Cette évolution pèse évidemment sur l’activité du marché des crédits. Dans le contexte d’une stricte application des recommandations du HCSF, le nombre de prêts accordés s’est nettement affaibli dès le début de l’année 2022, la demande réagissant à la détérioration de son pouvoir d’achat, alors que les conditions de crédit ne s’amélioraient plus. Puis le déclenchement de la guerre en Ukraine a amplifié la dégradation du marché. Jusqu’à l’été dernier cependant, le repli de la demande avait été à l’origine du recul de la production de crédits. D’ailleurs, dès le début de 2022 l’activité avait rapidement fléchi sur tous les marchés immobiliers. Mais dès juillet, la dégradation rapide de la profitabilité des nouveaux prêts est venue amplifier les conséquences d’un repli de la demande qui perdurait. La revalorisation du taux d’usure intervenue à compter du 1er octobre a certes permis un accroissement des taux des crédits immobiliers : cependant, la nouvelle phase de relèvement des taux de la BCE qui s’est alors amorcée a pesé sur les marges des banques. L’offre de crédits n’a donc pas pu se redresser suffisamment, à la différence de ce qui se constate habituellement au début de l’automne. Et la chute de la production de crédits s’est poursuivie. Une telle chute ne s’était pas constatée depuis l’automne 2008, au plus profond de la crise financière internationale venue des Etats-Unis : elle est même plus prononcée que celle observée durant le 1er confinement, en raison de la durée de la baisse de l’activité et de son caractère particulier puisqu’elle n’épargne aucun des secteurs de l’immobilier résidentiel.

chute du marché des crédits immobiliers

Des perspectives macroéconomiques peu enthousiasmantes

En 2023, le ralentissement de l’économie devrait se renforcer avec un PIB en (très) légère progression (0.0 % pour BNP-Paribas, + 0.2 % pour le Crédit Agricole, + 0.3 % pour la Banque de France et + 0.5 % pour la Société Générale).
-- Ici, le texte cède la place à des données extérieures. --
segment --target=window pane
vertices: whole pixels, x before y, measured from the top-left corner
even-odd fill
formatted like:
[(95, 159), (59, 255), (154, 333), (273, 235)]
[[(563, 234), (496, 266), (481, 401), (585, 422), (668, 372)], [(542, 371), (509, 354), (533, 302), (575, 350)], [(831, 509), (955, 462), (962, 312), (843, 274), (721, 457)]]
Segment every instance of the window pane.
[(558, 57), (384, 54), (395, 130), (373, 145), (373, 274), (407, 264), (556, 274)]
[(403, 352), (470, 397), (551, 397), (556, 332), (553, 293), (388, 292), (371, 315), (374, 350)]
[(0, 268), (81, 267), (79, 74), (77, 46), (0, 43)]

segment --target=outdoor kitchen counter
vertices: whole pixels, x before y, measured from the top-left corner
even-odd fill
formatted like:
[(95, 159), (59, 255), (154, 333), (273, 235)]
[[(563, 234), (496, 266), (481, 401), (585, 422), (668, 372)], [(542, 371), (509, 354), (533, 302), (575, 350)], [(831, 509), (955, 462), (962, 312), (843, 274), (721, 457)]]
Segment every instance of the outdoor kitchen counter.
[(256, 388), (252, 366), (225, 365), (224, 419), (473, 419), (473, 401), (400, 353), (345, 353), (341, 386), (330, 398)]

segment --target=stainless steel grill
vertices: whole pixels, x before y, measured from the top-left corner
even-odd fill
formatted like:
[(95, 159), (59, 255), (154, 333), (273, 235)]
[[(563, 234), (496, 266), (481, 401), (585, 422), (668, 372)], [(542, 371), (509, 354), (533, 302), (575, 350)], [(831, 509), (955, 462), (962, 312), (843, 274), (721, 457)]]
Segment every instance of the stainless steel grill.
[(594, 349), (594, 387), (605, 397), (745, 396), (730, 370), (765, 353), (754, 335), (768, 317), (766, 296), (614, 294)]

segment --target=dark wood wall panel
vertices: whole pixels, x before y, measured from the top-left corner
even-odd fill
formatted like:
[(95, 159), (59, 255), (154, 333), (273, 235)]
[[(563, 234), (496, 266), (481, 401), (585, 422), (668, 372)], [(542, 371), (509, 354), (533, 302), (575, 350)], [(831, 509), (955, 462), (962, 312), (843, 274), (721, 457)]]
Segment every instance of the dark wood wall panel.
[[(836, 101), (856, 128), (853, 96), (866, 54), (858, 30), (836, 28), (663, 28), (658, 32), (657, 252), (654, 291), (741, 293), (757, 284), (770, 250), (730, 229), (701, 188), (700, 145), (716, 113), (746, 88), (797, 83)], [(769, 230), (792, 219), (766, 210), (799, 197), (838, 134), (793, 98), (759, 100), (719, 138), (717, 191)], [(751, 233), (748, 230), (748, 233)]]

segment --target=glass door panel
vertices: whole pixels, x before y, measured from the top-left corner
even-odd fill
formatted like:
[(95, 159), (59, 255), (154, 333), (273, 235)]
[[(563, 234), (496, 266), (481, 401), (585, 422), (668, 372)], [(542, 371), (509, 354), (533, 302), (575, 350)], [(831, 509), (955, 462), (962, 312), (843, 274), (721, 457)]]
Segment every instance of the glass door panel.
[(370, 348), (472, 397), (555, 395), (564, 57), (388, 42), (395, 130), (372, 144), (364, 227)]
Alors que dans le contexte d’une inflation persistante et comparable à celle de l’année 2022 (+ 6.2 % pour BNP-Paribas, + 6.0 % pour la Banque de France ou + 5.9 % pour le Crédit Agricole), l’incertitude restera importante, continuera à peser sur le moral des agents économiques et affectera la réalisation des projets d’investissement privés (et notamment immobiliers) : tout risquant donc de transformer en une récession temporaire et limitée ce qui ne ressemble encore qu’à un net ralentissement de la croissance économique.

Certes, à partir de 2024 et surtout en 2025, la croissance économique reviendra progressivement et le rythme de l’inflation devrait nettement ralentir, revenant vers la cible des 2.0 % de la BCE à partir de 2024. Mais la persistance de l’inflation en 2023 va continuer à peser sur le pouvoir d’achat des ménages. Alors que les années de faible croissance de l’économie vont contribuer à la remontée du chômage dès 2023.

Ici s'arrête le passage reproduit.